Scaling a Ruby on Rails app on Heroku

I have had to spend a considerable amount of time scaling Rails applications for things like major product launches to live TV events like SharkTank and Beyond The Tank and national TV marketing campaigns.

From all that experience, the most effective way I have found to scale a web application is to do the following:

Implement sufficient application performance monitoring (I use NewRelic)
Gather data (ideally, load test until you scale out)
Identify what the bottleneck was
Fix the bottleneck
🔁 Repeat (until you hit a goal or run out of time)

The reason why this is so effective is because it ensures that you spend your time fixing the actual constraint of your system.

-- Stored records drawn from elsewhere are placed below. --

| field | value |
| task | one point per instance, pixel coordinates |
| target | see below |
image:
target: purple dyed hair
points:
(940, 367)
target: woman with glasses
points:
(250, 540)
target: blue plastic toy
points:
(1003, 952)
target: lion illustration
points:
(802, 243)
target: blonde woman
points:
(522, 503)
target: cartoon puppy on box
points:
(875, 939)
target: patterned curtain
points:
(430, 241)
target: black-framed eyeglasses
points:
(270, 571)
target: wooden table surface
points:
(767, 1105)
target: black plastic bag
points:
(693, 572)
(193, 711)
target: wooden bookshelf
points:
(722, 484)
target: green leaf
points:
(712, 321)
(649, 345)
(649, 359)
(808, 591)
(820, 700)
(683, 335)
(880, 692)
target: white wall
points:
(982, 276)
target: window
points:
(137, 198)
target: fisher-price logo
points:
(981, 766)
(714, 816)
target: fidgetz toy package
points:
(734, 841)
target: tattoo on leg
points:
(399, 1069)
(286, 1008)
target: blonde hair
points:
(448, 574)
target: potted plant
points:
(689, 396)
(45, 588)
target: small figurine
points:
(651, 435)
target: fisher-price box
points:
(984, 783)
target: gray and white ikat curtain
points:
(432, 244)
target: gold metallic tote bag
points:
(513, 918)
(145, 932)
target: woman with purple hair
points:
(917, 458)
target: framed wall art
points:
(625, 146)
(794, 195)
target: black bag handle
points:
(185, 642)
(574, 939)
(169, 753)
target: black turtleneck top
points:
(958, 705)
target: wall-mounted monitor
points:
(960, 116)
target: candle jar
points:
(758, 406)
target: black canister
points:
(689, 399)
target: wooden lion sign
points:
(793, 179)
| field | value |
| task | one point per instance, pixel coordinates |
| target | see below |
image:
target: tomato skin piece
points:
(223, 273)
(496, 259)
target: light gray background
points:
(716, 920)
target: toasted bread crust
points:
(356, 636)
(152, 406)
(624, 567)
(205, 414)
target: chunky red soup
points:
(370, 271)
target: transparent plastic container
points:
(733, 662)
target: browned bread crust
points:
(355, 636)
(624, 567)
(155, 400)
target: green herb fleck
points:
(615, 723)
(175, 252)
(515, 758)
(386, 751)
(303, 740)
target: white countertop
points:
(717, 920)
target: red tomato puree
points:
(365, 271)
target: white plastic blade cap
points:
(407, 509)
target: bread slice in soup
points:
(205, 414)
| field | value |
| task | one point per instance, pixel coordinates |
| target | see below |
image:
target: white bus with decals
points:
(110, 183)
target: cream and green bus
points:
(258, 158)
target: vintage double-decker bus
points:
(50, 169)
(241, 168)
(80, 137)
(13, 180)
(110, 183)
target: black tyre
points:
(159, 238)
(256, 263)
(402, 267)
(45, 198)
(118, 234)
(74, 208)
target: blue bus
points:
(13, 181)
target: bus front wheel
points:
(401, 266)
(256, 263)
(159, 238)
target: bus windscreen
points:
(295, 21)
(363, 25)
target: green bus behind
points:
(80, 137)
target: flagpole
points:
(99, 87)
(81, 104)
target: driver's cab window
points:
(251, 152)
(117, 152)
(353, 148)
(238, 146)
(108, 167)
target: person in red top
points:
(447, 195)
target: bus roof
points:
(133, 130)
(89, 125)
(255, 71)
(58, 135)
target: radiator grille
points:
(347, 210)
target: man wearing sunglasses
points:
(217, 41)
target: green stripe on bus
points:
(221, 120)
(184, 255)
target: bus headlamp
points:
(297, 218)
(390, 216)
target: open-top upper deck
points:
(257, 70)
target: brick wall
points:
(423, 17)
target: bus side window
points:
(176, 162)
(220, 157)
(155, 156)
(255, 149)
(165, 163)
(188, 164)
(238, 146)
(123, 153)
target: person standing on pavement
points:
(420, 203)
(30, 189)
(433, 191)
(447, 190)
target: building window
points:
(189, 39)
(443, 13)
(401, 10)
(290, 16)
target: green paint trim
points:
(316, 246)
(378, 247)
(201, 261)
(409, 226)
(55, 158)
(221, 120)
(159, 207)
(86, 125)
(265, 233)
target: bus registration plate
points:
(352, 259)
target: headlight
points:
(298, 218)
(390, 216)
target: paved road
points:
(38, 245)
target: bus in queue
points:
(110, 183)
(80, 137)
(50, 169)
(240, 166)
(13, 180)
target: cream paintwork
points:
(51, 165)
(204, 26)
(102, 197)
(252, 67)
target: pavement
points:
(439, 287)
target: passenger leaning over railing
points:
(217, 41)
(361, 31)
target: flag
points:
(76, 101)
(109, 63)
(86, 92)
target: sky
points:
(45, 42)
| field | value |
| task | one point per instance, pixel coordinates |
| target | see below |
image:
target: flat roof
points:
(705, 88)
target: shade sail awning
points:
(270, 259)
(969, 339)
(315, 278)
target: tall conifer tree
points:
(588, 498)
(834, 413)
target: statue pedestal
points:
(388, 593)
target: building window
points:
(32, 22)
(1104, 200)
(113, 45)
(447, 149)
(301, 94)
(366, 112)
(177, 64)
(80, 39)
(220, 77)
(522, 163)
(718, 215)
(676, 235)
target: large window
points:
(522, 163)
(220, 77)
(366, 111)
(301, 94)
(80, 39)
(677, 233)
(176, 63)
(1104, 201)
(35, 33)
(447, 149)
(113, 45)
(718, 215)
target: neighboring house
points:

A great way to think about this come from the Theory of Constraints:

Any improvements made anywhere besides the bottleneck are an illusion. -Gene Kim

So, in my experience, when scaling a Rails app the bottleneck typically falls into one of two large areas:

The Database (Heroku Postgres in our case)
The Rails Application

Let’s dive into each of those.

Heroku Postgres

Goals

📉 Decrease time spent per database query
📉 Decrease number of database queries
📈 Increase database connection utilization
📈 Increase number of application requests per database connection

Solutions

Update your Heroku Postgres database plan
Upgrade Postgres to latest version
Implement caching in front of the Database where appropriate
Optimize / remove any long running and/or time consuming queries
Reduce number of queries by rewriting application to make fewer queries
Optimize / configure DB connection pooling
- Optimize ActiveRecord’s connection pool
- Implement/Optimize PgBouncer
- Ensure your application does not run out of DB connections
Configure a statement_timeout
Ensure your database is properly indexed (for both reads and writes)
Configure a read only follower database and use where appropriate
Ensure DB backups are configured to run off-peak hours

Heroku Rails Web Application

Goals

📉 Decrease application throughput
📉 Decrease application response time (95th percentile)

Solutions

Upgrade Ruby to latest version
Reduce throughput/requests to your application
- Serve static content (including assets/HTML/JSON) from a CDN e.g) Cloudflare
- Cache content that can be stale (including HTML/JSON) in a CDN e.g) Cloudflare
- Break off any high throughput/independent parts of your app into independent applications
- Optimize clients to make fewer requests to application
- Properly and aggressively set Cache-Control headers
Cache expensive calculations and/or queries
- On the Rails server in memory, in Redis, on an Edge server, on the client, or any combination
Optimize your web server (Puma)
- Test multiple Puma configurations including multi-threaded, multi-process, and a combination
Upgrade to Performance web dynos (dedicated)
Off load any long running processes into background jobs (Sidekiq)
Have an aggressive request timeout solution (RackTimeout)
Ensure any external API request clients have aggressive timeouts configured
Configure database to have a statement_timeout
Optimize database performance/queries/indexes (see above)